With its manic glitter and girly shrieking and sequins flying it just felt like too much giddy fun. But it's Sunday! I sat on the sofa, laptop on my knee, and flinched at the explosions of glitter and the constant whooping and clapping. It's the day of rest, I wanted to moan! Across the country it's bath night and shoes are being polished for school tomorrow. People are shuffling out of pleasant Sunday laziness towards the blunt edge of Monday and this noisy riot seemed like just too much mania. Surely, it belongs back on Saturday night TV, for this is a country where some people still grumble at ferry sailings and alcohol sales on a Sunday and - for the first time in my agnostic life - I felt a stirring of sympathy for them. I wanted to make a Father Ted placard. Down with this sort of thing! This isn't right for Sunday TV. Restore to us the gentle costume dramas and the things set in Yorkshire.
But I was hopeful. All the screaming and celeb back-slapping must subside and the dancing will soon begin. Brucie will see to it. He won't take this nonsense - but Brucie has gone, replaced by a dark-haired sequined woman who is presenting the show alongside a blonde-haired sequined woman. So much eyeliner and glitter and lipgloss and shrieking. All they needed was pink stetsons and it would've been a horrific Sauchiehall Street hen night.
And still no dancing. We had to meet the celebrities first which could've been done in a few minutes but was dragged on forever. And they were hardly celebrities. They included Judy Murray, the baldy one from Masterchef, the ginge from Eastenders and some waving, smiling others I'd never heard of. They were a bland parade of grinning look-a-likes and there was no maverick contestant as we've had in past years, like John Sargeant or Ann Widdecombe, unless the obese woman, Alison Hammond, was serving that purpose. But no, surely TV wouldn't be cruel enough to have us gawping at a fat woman being hurled round the dance floor by an elfin young man in tights?

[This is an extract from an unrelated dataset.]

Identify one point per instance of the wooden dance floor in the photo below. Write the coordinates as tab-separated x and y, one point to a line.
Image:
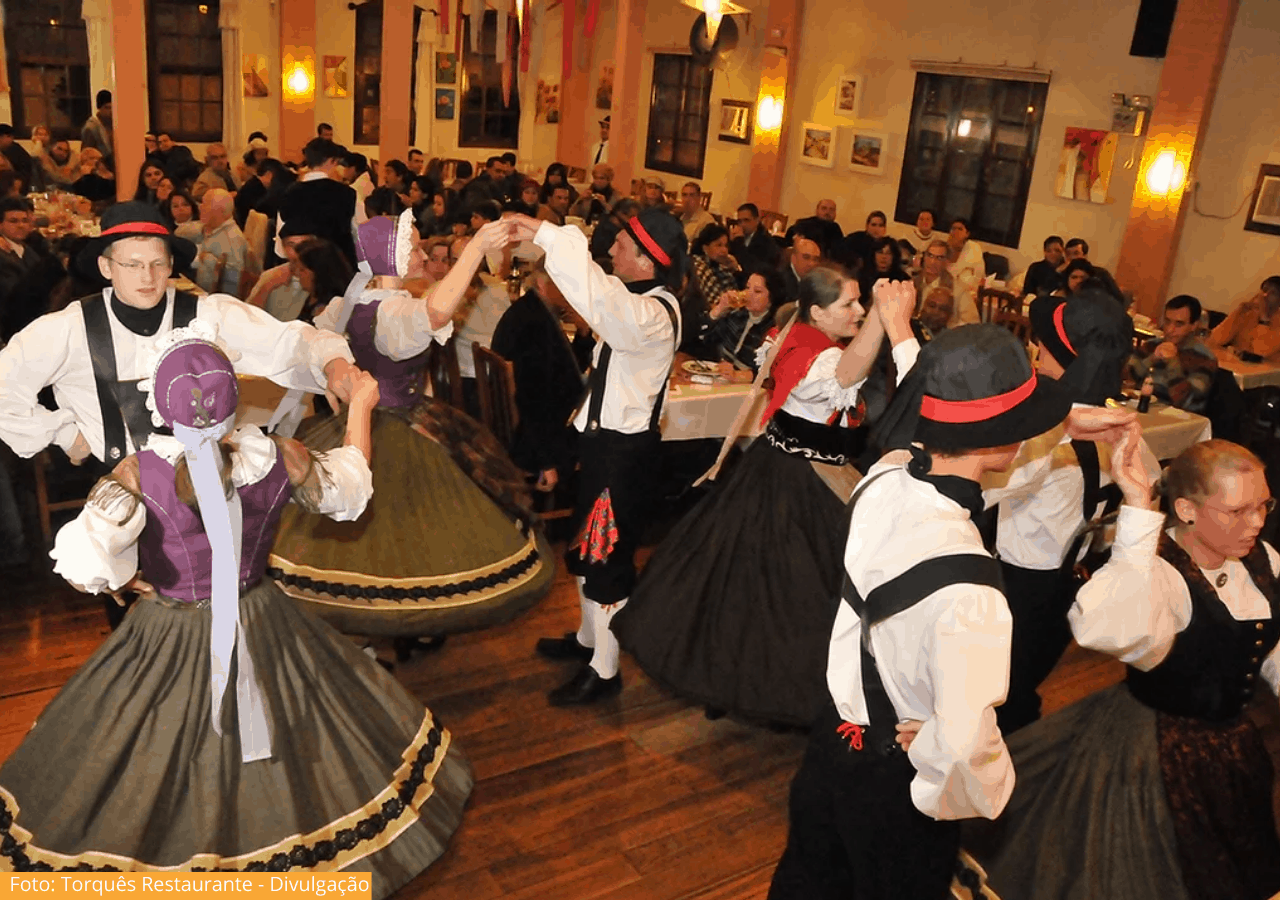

Regardless of the quality of the line-up, I chose to view the lack of big celebs as a positive. Maybe they've been chosen for their twinkle toes, not their star power.
More time was frittered away as the celebs were paired up with professional dancers. Lots of madly done-up Eastern European women, wearing straps and sequins and tiny pants, stood frozen under the spotlight to be partnered up. It was like Blind Date with the fake surprise and the hugs then the celebs grasped the hand of their glitzy lady and dashed offstage together to get acquainted.
Some dancing finally happened in the last ten minutes and here the programme erupted into glorious life, but the hour beforehand had been a migraine-inducing waste of time. I understand this was the 'launch show' and so didn't follow the usual format but that's no need to be tiresome and repetitive. I thought Strictly was all about the sultry tango, the mad Charleston and the chirpy foxtrot set against the magnificence of the Blackpool Tower Ballroom. There was none of that! This launch show, rather than whetting the appetite, seemed more like an obstacle course: you need to get through this shrieky, end-of-the-pier tacky nonsense before the real dancing starts next week. For now, it's all back-slapping, whooping, random boybands, cheering and, of course, the obligatory constant shrieking from the audience. It was like being trapped in an aviary for bi-polar birds.
Oh how I longed for the slow peace of Sunday TV: rubbish like Heartbeat, Songs of Praise, The Antiques Roadshow - all that drivel I never watched but which used to patter away in the background, reassuring me that Sunday was still quiet and serene. But Sunday is no more! I almost wanted to find God so I could tub-thump and campaign to restore the sanctity of Sunday. Blasphemy abounds and it wears sequined pants!